Circulating free DNA
Circulating free DNA (cfDNA) (also known as cell-free DNA) are degraded DNA fragments released to body fluids such as blood plasma, urine, cerebrospinal fluid, etc. Typical sizes of cfDNA fragments reflect chromatosome particles (~165bp), as well as multiples of nucleosomes, which protect DNA from digestion by apoptotic nucleases.[1] The term cfDNA can be used to describe various forms of DNA freely circulating in body fluids, including circulating tumor DNA (ctDNA), cell-free mitochondrial DNA (ccf mtDNA), cell-free fetal DNA (cffDNA) and donor-derived cell-free DNA (dd-cfDNA).[2] Elevated levels of cfDNA are observed in cancer, especially in advanced disease.[3] There is evidence that cfDNA becomes increasingly frequent in circulation with the onset of age.[4] cfDNA has been shown to be a useful biomarker for a multitude of ailments other than cancer and fetal medicine. This includes but is not limited to trauma, sepsis, aseptic inflammation, myocardial infarction, stroke, transplantation, diabetes, and sickle cell disease.[5] cfDNA is mostly a double-stranded extracellular molecule of DNA, consisting of small fragments (50 to 200 bp) [6][7] and larger fragments (21 kb) [8] and has been recognized as an accurate marker for the diagnosis of prostate cancer and breast cancer.[9]
Other publications confirm the origin of cfDNA from carcinomas and cfDNA occurs in patients with advanced cancer. Cell‐free DNA (cfDNA) is present in the circulating plasma and in other body fluids.[10]

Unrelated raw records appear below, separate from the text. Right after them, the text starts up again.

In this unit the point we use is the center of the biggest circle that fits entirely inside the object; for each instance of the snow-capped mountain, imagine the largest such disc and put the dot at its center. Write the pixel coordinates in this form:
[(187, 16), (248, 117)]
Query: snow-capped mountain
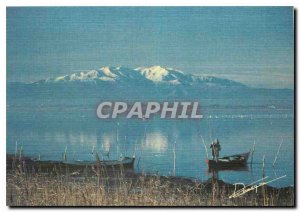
[(154, 83), (154, 75)]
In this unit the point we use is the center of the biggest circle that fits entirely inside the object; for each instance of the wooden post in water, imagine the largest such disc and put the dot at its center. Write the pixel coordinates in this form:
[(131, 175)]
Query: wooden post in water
[(263, 167), (65, 154), (277, 153), (252, 152), (174, 159)]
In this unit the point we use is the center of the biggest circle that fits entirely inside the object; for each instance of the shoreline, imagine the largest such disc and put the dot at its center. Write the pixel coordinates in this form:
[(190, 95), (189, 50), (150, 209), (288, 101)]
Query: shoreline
[(101, 186)]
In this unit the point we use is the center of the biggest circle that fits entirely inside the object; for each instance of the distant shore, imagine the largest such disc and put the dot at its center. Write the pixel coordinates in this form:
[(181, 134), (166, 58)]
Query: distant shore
[(123, 187)]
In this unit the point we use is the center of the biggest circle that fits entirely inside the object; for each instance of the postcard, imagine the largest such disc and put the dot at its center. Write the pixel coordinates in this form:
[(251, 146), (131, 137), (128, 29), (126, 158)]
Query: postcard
[(150, 106)]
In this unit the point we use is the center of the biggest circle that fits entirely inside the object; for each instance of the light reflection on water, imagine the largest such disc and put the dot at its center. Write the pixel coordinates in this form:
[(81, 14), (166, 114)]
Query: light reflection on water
[(152, 141)]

The release of cfDNA into the bloodstream appears by different reasons, including apoptosis, necrosis and NETosis. Its rapidly increased accumulation in blood during tumor development is caused by an excessive DNA release by apoptotic cells and necrotic cells. Active secretion within exosomes has been discussed, but it is still unknown whether this is a relevant or relatively minor source of cfDNA.[11]
cfDNA circulates predominantly as nucleosomes, which are nuclear complexes of histones and DNA.[12] cfDNA can also be observed in shorter size ranges (e.g. 50bp) and associated with regulatory elements. [13] They are frequently nonspecifically elevated in cancer but may be more specific for monitoring cytotoxic cancer therapy, mainly for the early estimation of therapy efficacy.[14]
History
Circulating nucleic acids were first discovered by Mandel and Metais in 1948.[15] It was later discovered that the level of cfDNA is significantly increased in the plasma of diseased patients. This discovery was first made in lupus patients[16] and later it was determined that the levels of cfDNA are elevated in over half of cancer patients.[17] Molecular analysis of cfDNA resulted in an important discovery that blood plasma DNA from cancer patients contains tumor-associated mutations and it can be used for cancer diagnostics and follow up.[18][19] The ability to extract circulating tumor DNA (ctDNA) from the human plasma has led to huge advancements in noninvasive cancer detection.[20] Most notably, it has led to what is now known as liquid biopsy. In short, liquid biopsy is using biomarkers and cancer cells in the blood as a means of diagnosing cancer type and stage.[21] This type of biopsy is noninvasive and allows for the routine clinical screening that is important in determining cancer relapse after initial treatment.[22]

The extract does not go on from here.